Preserving Knowledge and Health
Roy says he’s come full circle from his youth, when his mother and grandmother preserved foods. He also points out that, with the rising cost of energy, “We need to preserve that knowledge of low-tech food storage, because it’s going to be useful again.”
They may also be preserving health. Roy says he was a born vegetarian. “When I was a kid, I didn’t want to eat meat,” he says. Ana gave up meat after learning about the inhumane treatment of animals in some conventional livestock operations. Now she believes that the diet she and Roy follow is healthful as well as humane.
Ana is interested in the relationship between protein intake and cancer. She mentions work by T. Colin Campbell, of Cornell University, who found that children in the Philippines with more animal protein in their diets (children from affluent homes) had a higher incidence of liver cancer than poorer children who ate less protein.
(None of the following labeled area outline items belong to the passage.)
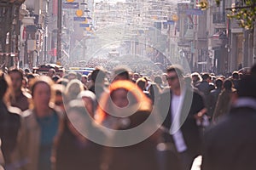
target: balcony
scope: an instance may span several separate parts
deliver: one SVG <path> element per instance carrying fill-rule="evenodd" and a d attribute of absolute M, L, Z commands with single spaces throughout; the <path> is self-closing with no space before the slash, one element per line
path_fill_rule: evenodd
<path fill-rule="evenodd" d="M 225 13 L 214 13 L 212 14 L 212 23 L 213 24 L 224 24 L 226 20 L 226 14 Z"/>

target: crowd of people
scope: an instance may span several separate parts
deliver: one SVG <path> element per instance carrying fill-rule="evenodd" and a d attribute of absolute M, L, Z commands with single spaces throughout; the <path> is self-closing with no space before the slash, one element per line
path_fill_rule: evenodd
<path fill-rule="evenodd" d="M 150 75 L 125 67 L 109 73 L 95 66 L 89 75 L 10 68 L 0 72 L 0 163 L 26 170 L 189 170 L 202 156 L 202 170 L 255 169 L 255 87 L 256 65 L 230 77 L 185 75 L 176 65 Z"/>

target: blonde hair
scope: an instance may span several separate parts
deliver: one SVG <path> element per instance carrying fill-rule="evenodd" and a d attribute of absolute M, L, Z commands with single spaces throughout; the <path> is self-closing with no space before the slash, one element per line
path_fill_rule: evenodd
<path fill-rule="evenodd" d="M 32 98 L 30 99 L 30 105 L 29 105 L 29 108 L 30 109 L 34 109 L 35 108 L 35 105 L 33 103 L 33 95 L 34 95 L 34 91 L 35 91 L 35 88 L 38 84 L 39 83 L 45 83 L 49 86 L 49 89 L 50 89 L 50 100 L 49 105 L 50 105 L 51 103 L 54 102 L 55 100 L 55 94 L 54 92 L 53 89 L 53 85 L 54 85 L 54 82 L 51 80 L 50 77 L 47 76 L 36 76 L 35 78 L 33 78 L 31 82 L 32 87 L 31 87 L 31 94 L 32 94 Z"/>

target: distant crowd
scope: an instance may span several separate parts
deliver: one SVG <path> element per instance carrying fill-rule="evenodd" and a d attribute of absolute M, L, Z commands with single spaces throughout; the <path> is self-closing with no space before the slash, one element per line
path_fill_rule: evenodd
<path fill-rule="evenodd" d="M 201 156 L 202 170 L 256 169 L 256 65 L 226 77 L 97 64 L 88 75 L 0 72 L 3 167 L 189 170 Z M 149 134 L 139 143 L 115 147 L 134 136 L 102 130 L 134 130 L 151 116 L 134 132 Z"/>

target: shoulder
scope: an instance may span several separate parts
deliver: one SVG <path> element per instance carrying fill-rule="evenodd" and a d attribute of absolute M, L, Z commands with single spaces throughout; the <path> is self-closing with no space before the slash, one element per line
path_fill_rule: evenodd
<path fill-rule="evenodd" d="M 27 99 L 31 99 L 32 98 L 32 95 L 28 92 L 26 92 L 26 91 L 23 91 L 22 94 L 23 94 L 24 97 L 26 97 Z"/>

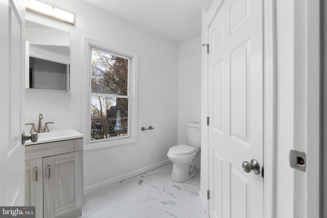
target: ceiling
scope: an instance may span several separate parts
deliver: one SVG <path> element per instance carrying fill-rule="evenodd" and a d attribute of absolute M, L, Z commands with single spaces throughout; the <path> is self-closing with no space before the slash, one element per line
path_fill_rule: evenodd
<path fill-rule="evenodd" d="M 201 9 L 212 0 L 83 0 L 177 42 L 201 35 Z"/>

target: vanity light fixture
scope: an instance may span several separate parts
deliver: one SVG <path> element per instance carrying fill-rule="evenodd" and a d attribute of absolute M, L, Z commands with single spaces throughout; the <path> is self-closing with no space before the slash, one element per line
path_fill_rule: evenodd
<path fill-rule="evenodd" d="M 75 16 L 71 13 L 36 0 L 24 0 L 25 9 L 34 13 L 74 25 Z"/>

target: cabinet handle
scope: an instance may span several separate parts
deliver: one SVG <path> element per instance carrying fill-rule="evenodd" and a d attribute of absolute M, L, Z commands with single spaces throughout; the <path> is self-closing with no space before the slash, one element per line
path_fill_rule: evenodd
<path fill-rule="evenodd" d="M 51 178 L 51 171 L 50 169 L 51 167 L 51 166 L 50 166 L 50 165 L 48 165 L 48 178 L 49 179 Z"/>
<path fill-rule="evenodd" d="M 35 181 L 37 181 L 37 167 L 34 168 L 34 176 L 35 177 Z"/>

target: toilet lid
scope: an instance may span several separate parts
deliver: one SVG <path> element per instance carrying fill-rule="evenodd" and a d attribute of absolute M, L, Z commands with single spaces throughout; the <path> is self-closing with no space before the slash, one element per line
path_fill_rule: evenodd
<path fill-rule="evenodd" d="M 177 155 L 188 154 L 194 152 L 196 149 L 196 148 L 192 146 L 186 144 L 179 144 L 169 149 L 169 152 Z"/>

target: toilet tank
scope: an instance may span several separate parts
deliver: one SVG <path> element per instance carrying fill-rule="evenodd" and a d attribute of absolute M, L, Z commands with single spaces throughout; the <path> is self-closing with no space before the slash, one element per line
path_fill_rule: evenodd
<path fill-rule="evenodd" d="M 201 124 L 186 123 L 186 134 L 188 144 L 196 148 L 201 147 Z"/>

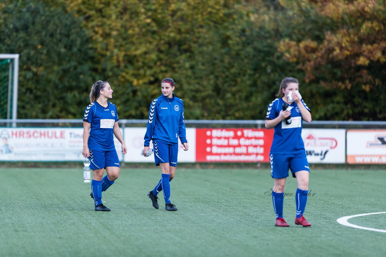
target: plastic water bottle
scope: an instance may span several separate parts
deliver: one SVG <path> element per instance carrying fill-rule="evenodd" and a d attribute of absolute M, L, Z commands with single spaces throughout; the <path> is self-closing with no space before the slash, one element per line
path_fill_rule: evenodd
<path fill-rule="evenodd" d="M 89 183 L 91 181 L 91 170 L 90 170 L 90 159 L 88 157 L 85 157 L 83 159 L 83 182 Z"/>
<path fill-rule="evenodd" d="M 146 157 L 148 157 L 153 154 L 153 153 L 154 153 L 154 149 L 149 149 L 147 150 L 147 151 L 146 152 Z"/>

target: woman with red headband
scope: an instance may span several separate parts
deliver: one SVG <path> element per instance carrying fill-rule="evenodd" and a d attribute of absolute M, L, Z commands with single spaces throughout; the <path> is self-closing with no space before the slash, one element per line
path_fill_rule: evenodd
<path fill-rule="evenodd" d="M 156 166 L 162 172 L 161 179 L 152 191 L 147 194 L 153 207 L 159 208 L 158 193 L 162 191 L 165 200 L 165 210 L 176 211 L 176 206 L 170 201 L 170 181 L 174 177 L 177 163 L 178 137 L 184 150 L 189 147 L 186 139 L 184 118 L 184 104 L 173 93 L 174 81 L 166 78 L 161 82 L 162 95 L 153 100 L 150 104 L 147 127 L 144 138 L 144 156 L 150 149 L 150 141 L 154 147 Z"/>

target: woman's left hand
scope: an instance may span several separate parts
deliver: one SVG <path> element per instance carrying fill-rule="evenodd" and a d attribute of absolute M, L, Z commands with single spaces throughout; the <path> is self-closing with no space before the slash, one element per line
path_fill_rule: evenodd
<path fill-rule="evenodd" d="M 188 151 L 189 149 L 189 146 L 188 143 L 185 142 L 182 144 L 184 146 L 184 151 Z"/>
<path fill-rule="evenodd" d="M 296 94 L 296 91 L 294 91 L 292 93 L 292 99 L 293 100 L 293 101 L 296 104 L 300 103 L 300 97 L 298 94 Z"/>

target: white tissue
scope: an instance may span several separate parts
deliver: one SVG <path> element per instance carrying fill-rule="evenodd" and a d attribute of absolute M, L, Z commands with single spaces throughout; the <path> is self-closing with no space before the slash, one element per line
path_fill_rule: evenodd
<path fill-rule="evenodd" d="M 301 99 L 301 95 L 300 93 L 299 92 L 299 91 L 298 91 L 297 90 L 296 90 L 295 92 L 296 92 L 296 94 L 298 95 L 298 96 L 299 97 L 300 99 Z M 288 98 L 288 102 L 293 102 L 293 99 L 292 99 L 292 91 L 291 91 L 289 93 L 288 93 L 288 95 L 287 96 L 287 97 Z"/>

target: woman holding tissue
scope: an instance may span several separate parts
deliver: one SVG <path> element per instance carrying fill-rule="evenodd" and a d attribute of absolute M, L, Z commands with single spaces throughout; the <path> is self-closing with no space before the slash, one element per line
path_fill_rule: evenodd
<path fill-rule="evenodd" d="M 303 217 L 308 193 L 310 167 L 301 135 L 302 121 L 311 121 L 311 114 L 299 92 L 299 86 L 297 79 L 284 78 L 276 95 L 279 98 L 269 104 L 266 116 L 266 128 L 274 128 L 269 160 L 274 180 L 272 196 L 276 214 L 275 225 L 278 227 L 289 226 L 283 218 L 283 203 L 284 186 L 290 169 L 298 183 L 295 224 L 311 225 Z"/>

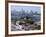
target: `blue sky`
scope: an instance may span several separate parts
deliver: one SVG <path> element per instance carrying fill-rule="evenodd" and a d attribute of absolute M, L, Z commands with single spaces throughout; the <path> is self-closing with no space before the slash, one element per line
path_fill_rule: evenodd
<path fill-rule="evenodd" d="M 41 12 L 41 8 L 40 7 L 38 7 L 38 6 L 17 6 L 17 5 L 11 5 L 11 10 L 12 11 L 21 11 L 22 10 L 22 8 L 23 8 L 23 10 L 25 10 L 25 11 L 33 11 L 33 12 L 38 12 L 38 13 L 40 13 Z"/>

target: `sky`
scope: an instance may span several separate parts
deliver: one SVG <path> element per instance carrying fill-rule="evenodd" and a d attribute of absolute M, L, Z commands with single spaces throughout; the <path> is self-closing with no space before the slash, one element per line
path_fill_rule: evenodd
<path fill-rule="evenodd" d="M 40 7 L 38 7 L 38 6 L 17 6 L 17 5 L 11 5 L 11 10 L 12 11 L 21 11 L 21 10 L 25 10 L 25 11 L 33 11 L 33 12 L 38 12 L 38 13 L 40 13 L 41 12 L 41 8 Z"/>

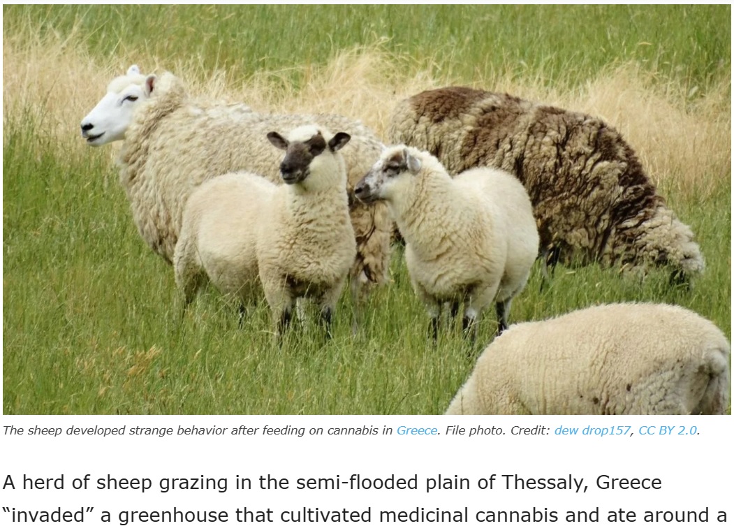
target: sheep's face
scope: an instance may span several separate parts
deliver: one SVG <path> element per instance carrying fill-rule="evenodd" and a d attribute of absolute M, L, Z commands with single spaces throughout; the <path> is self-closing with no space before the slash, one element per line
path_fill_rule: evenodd
<path fill-rule="evenodd" d="M 115 79 L 107 94 L 81 120 L 81 137 L 91 146 L 101 146 L 125 138 L 135 109 L 150 98 L 156 77 L 140 74 L 137 65 Z"/>
<path fill-rule="evenodd" d="M 277 132 L 267 135 L 270 143 L 286 151 L 280 163 L 280 176 L 286 184 L 301 184 L 309 190 L 344 186 L 346 171 L 341 156 L 334 155 L 351 138 L 343 132 L 327 140 L 328 134 L 313 126 L 297 128 L 286 139 Z M 318 173 L 310 178 L 311 173 Z"/>
<path fill-rule="evenodd" d="M 405 146 L 393 146 L 382 152 L 379 159 L 355 187 L 360 201 L 371 203 L 379 199 L 391 201 L 401 189 L 411 184 L 421 170 L 421 159 Z"/>

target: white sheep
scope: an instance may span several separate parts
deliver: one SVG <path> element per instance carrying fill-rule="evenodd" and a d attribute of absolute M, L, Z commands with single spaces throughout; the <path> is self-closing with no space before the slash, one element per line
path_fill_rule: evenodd
<path fill-rule="evenodd" d="M 206 181 L 192 192 L 173 256 L 186 306 L 208 280 L 238 300 L 241 323 L 245 306 L 262 295 L 257 226 L 276 188 L 260 176 L 236 172 Z"/>
<path fill-rule="evenodd" d="M 505 93 L 450 87 L 401 101 L 389 140 L 435 154 L 451 174 L 506 170 L 533 203 L 552 262 L 669 264 L 672 281 L 703 270 L 691 228 L 669 209 L 632 148 L 601 119 Z"/>
<path fill-rule="evenodd" d="M 590 307 L 512 326 L 446 414 L 722 414 L 730 354 L 716 325 L 682 307 Z"/>
<path fill-rule="evenodd" d="M 239 300 L 241 313 L 263 290 L 278 332 L 297 298 L 313 298 L 330 334 L 357 253 L 339 152 L 350 137 L 307 125 L 288 139 L 275 132 L 267 138 L 286 151 L 280 163 L 285 184 L 236 173 L 195 189 L 174 256 L 176 283 L 188 305 L 208 278 Z"/>
<path fill-rule="evenodd" d="M 123 141 L 120 177 L 134 221 L 148 245 L 172 261 L 184 206 L 196 187 L 240 170 L 279 183 L 280 159 L 266 134 L 312 122 L 352 136 L 344 152 L 345 188 L 352 196 L 353 184 L 382 148 L 361 123 L 335 115 L 258 113 L 244 104 L 194 99 L 170 73 L 142 75 L 137 66 L 131 67 L 110 82 L 107 94 L 82 120 L 81 134 L 92 146 Z M 392 221 L 381 203 L 353 200 L 350 214 L 357 248 L 352 276 L 357 294 L 386 278 Z"/>
<path fill-rule="evenodd" d="M 386 148 L 355 192 L 388 203 L 435 338 L 444 302 L 454 314 L 463 302 L 464 330 L 474 335 L 477 317 L 495 301 L 499 332 L 506 328 L 538 253 L 530 199 L 517 179 L 491 168 L 451 179 L 428 152 L 401 145 Z"/>

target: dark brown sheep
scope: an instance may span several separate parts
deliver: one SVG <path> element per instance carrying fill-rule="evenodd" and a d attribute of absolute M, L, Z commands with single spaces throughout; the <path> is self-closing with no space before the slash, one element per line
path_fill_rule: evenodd
<path fill-rule="evenodd" d="M 622 135 L 599 118 L 468 87 L 398 104 L 389 142 L 427 150 L 452 175 L 476 166 L 514 173 L 533 203 L 541 252 L 565 262 L 680 279 L 703 270 L 691 228 L 656 192 Z"/>

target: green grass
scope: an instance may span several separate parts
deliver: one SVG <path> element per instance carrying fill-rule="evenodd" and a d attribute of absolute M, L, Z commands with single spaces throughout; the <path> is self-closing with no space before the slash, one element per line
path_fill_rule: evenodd
<path fill-rule="evenodd" d="M 520 83 L 575 85 L 629 60 L 699 93 L 730 77 L 730 6 L 4 6 L 3 14 L 4 38 L 73 33 L 69 45 L 98 63 L 145 49 L 205 72 L 224 68 L 235 84 L 382 37 L 410 68 L 465 82 L 509 68 Z M 315 38 L 317 27 L 330 38 Z M 302 73 L 284 78 L 297 89 Z M 101 93 L 106 81 L 84 79 Z M 53 108 L 12 102 L 6 93 L 4 413 L 433 414 L 471 370 L 478 349 L 455 328 L 428 341 L 399 248 L 392 282 L 371 296 L 356 336 L 346 294 L 331 341 L 297 323 L 278 345 L 264 302 L 240 328 L 236 309 L 212 289 L 182 316 L 172 270 L 139 236 L 109 150 L 59 145 Z M 721 182 L 704 200 L 661 187 L 706 259 L 692 289 L 671 288 L 664 270 L 640 281 L 591 265 L 559 267 L 541 292 L 537 266 L 511 321 L 666 302 L 712 320 L 730 339 L 730 170 L 706 176 Z M 494 324 L 490 309 L 479 342 Z"/>

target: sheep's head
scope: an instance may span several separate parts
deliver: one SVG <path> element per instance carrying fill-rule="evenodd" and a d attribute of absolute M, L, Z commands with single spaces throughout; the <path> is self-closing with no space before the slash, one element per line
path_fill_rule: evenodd
<path fill-rule="evenodd" d="M 150 97 L 157 77 L 142 75 L 137 65 L 112 80 L 105 95 L 81 120 L 81 137 L 92 146 L 125 138 L 135 109 Z"/>
<path fill-rule="evenodd" d="M 422 162 L 413 148 L 400 145 L 382 151 L 377 162 L 355 187 L 355 195 L 365 203 L 390 200 L 399 187 L 421 171 Z"/>
<path fill-rule="evenodd" d="M 346 187 L 344 161 L 341 154 L 335 154 L 349 142 L 349 134 L 339 132 L 332 136 L 318 126 L 307 125 L 294 129 L 287 139 L 277 132 L 271 132 L 267 137 L 275 148 L 286 151 L 280 175 L 286 184 L 307 184 L 308 181 L 308 186 L 313 189 L 335 184 Z M 311 173 L 318 176 L 309 178 Z"/>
Campbell then discovered a study from India on rats that were injected with cancer-causing aflatoxin. One group of rats was fed a 5 percent protein diet, the other got 20 percent protein. All the rats in the high protein group got cancer, while none in the lower protein group did. So Campbell conducted “The China Study” to test his theories by observing a very large, fairly homogenous human population in rural China, and found the same results: People who ate the most animal-based foods had the most chronic diseases. The Antakis’ decision to eat vegan was influenced by such findings.
Leaving a Legacy
The Antakis are satisfied with their move from corporate life to their Montville farm. “Money isn’t everything,” Roy says. “Money is actually a hindrance. When you try to make money just for the sake of making money, you always want more.”
With the pressures of the rat race far behind them, Roy and Ana now concentrate on ways to preserve their land. They look at their beautiful property and ask, “What can we do with it? Eventually somebody has to take over this place, and we’d like to keep it wild.” So they have an ongoing conversation about how to protect this piece of land and keep Zippy’s memorial thriving.
Why Weeping Duck?
Weeping Duck Farm sits on fields and woods that offer blueberries, blackberries and apples, as well as space for ducks, chickens and peacocks to roam. The farm’s name memorializes “little Zippy, a beloved pet duck who was killed defending his tiny flock when it was attacked by stray dogs,” says Ana Antaki, co-owner (with her husband Roy) of the farm.
The Antakis also memorialize Zippy’s “selfless, courageous spirit” by adopting ducks rescued by a licensed wildlife rehabilitator — some, unfortunately, crippled. At Weeping Duck Farm, these birds live out their natural life spans. Ducks and chickens freely move from their shed to a fenced yard, which protects them from predators. As vegans, the Antakis don’t eat eggs, but do sell them at the local farmers market.
Jean English edits The Maine Organic Farmer & Gardener, the newspaper of the Maine Organic Farmers and Gardeners Association, from which this article was adapted. She also raises Christmas trees, nursery stock and tends a home garden.